Automated QRS detection methods depend on the ECG data which is sampled at a certain frequency, irrespective of filter-based traditional methods or convolutional network (CNN) based deep learning methods. These methods require a selection of the sampling frequency at which they operate in the very first place. While working with data from two different datasets, which are sampled at different frequencies, often, data from both the datasets may need to resample at a common target frequency, which may be the frequency of either of the datasets or could be a different one. However, choosing data sampled at a certain frequency may have an impact on the model's generalisation capacity, and complexity. There exist some studies that investigate the effects of ECG sample frequencies on traditional filter-based methods, however, an extensive study of the effect of ECG sample frequency on deep learning-based models (convolutional networks), exploring their generalisability and complexity is yet to be explored. This experimental research investigates the impact of six different sample frequencies (50, 100, 250, 500, 1000, and 2000Hz) on four different convolutional network-based models' generalisability and complexity in order to form a basis to decide on an appropriate sample frequency for the QRS detection task for a particular performance requirement.
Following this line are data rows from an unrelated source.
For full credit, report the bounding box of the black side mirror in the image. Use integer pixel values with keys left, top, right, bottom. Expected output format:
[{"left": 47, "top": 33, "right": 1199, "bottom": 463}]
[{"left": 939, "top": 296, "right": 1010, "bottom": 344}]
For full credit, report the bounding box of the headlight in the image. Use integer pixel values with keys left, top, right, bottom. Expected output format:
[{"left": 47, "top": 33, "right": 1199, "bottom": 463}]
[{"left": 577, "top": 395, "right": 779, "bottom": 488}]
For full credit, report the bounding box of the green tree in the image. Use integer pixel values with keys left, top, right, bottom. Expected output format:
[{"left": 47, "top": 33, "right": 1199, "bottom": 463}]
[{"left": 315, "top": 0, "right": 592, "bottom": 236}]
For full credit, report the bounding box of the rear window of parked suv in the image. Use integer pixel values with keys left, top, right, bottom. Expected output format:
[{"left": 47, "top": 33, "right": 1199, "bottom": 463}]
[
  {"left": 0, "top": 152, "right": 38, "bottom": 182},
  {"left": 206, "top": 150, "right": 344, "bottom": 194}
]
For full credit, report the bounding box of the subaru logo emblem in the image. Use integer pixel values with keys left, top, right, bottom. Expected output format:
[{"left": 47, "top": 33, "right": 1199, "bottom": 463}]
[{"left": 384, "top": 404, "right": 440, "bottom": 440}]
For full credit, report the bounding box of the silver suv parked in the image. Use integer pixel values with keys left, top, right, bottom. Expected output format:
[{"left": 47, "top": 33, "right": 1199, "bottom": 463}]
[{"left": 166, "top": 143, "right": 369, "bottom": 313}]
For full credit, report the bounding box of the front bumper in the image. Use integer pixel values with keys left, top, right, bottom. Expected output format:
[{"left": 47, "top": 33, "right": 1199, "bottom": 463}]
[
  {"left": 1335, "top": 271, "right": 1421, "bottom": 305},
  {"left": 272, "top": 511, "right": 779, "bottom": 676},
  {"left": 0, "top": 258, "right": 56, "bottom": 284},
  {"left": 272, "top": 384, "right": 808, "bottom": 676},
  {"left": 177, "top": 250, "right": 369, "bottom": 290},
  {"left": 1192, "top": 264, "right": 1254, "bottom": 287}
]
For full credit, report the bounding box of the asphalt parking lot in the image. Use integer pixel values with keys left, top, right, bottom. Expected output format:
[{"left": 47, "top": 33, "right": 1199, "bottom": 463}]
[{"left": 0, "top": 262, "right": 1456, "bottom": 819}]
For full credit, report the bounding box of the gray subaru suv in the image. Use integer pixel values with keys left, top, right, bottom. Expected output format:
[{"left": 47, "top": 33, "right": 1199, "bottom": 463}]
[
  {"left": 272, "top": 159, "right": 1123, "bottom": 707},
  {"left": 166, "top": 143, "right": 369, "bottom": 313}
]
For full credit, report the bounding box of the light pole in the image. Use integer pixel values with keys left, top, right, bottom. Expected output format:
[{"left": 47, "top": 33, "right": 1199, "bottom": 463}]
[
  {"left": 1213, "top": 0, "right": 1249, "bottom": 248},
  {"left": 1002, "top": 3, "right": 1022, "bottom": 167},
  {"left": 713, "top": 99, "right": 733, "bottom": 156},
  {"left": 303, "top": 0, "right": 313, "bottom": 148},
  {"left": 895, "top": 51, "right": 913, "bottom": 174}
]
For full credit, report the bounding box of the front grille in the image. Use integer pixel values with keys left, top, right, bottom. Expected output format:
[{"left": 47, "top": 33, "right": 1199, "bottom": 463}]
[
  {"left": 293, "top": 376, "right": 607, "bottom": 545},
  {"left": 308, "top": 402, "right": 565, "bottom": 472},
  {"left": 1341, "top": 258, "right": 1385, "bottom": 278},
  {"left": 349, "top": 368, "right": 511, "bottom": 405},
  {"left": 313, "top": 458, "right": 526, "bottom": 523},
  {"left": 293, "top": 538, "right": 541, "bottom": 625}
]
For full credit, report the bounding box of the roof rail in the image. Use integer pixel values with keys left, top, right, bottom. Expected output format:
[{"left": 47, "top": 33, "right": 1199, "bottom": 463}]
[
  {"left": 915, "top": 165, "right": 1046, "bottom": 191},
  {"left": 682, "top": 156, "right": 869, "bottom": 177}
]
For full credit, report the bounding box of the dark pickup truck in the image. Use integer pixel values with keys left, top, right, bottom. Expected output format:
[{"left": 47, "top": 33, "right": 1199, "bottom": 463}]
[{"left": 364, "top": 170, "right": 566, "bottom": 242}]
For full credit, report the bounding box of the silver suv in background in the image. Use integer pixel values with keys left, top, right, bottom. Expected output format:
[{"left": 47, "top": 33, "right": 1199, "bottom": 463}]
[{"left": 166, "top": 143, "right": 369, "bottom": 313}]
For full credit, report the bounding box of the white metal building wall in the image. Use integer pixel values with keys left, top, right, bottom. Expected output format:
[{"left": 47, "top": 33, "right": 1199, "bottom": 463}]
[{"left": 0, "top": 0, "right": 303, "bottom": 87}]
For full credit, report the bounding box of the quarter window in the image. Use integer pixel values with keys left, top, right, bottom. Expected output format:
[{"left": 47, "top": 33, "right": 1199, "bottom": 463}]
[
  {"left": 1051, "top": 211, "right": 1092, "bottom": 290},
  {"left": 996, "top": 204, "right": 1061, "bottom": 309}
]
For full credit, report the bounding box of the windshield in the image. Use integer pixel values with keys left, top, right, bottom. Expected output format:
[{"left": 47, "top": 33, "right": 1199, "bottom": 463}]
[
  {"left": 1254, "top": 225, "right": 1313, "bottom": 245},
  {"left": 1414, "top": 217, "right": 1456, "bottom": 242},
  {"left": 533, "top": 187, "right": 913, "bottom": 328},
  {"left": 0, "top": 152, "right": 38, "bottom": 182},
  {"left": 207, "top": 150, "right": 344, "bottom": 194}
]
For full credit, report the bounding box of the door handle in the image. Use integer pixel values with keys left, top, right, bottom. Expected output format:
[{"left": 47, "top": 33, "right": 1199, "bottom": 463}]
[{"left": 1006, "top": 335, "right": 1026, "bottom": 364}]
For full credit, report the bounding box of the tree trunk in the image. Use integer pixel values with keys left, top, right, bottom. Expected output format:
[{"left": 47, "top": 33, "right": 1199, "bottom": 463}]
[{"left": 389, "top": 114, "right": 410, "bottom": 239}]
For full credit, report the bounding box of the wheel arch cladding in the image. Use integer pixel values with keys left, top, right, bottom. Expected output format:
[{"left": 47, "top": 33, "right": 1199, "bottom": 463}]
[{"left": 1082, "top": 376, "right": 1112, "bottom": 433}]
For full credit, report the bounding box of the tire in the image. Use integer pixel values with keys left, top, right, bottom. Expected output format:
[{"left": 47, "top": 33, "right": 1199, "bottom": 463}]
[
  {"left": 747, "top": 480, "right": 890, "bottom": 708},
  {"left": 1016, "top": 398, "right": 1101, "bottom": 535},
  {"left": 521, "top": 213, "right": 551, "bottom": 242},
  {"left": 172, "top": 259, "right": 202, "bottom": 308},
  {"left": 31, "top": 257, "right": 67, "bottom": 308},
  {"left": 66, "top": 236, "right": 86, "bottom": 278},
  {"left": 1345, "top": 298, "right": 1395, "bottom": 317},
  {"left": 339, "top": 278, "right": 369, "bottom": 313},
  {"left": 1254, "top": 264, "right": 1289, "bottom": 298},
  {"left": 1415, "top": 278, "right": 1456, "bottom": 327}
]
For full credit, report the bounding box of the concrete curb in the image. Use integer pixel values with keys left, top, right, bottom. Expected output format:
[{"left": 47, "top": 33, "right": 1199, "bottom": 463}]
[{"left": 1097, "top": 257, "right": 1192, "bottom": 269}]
Intra-database tests report an accuracy improvement no more than approximately 0.6\% from 100Hz to 250Hz and the shorter interquartile range for those two frequencies for all CNN-based models. The findings reveal that convolutional network-based deep learning models are capable of scoring higher levels of detection accuracies on ECG signals sampled at frequencies as low as 100Hz or 250Hz while maintaining lower model complexity (number of trainable parameters and training time).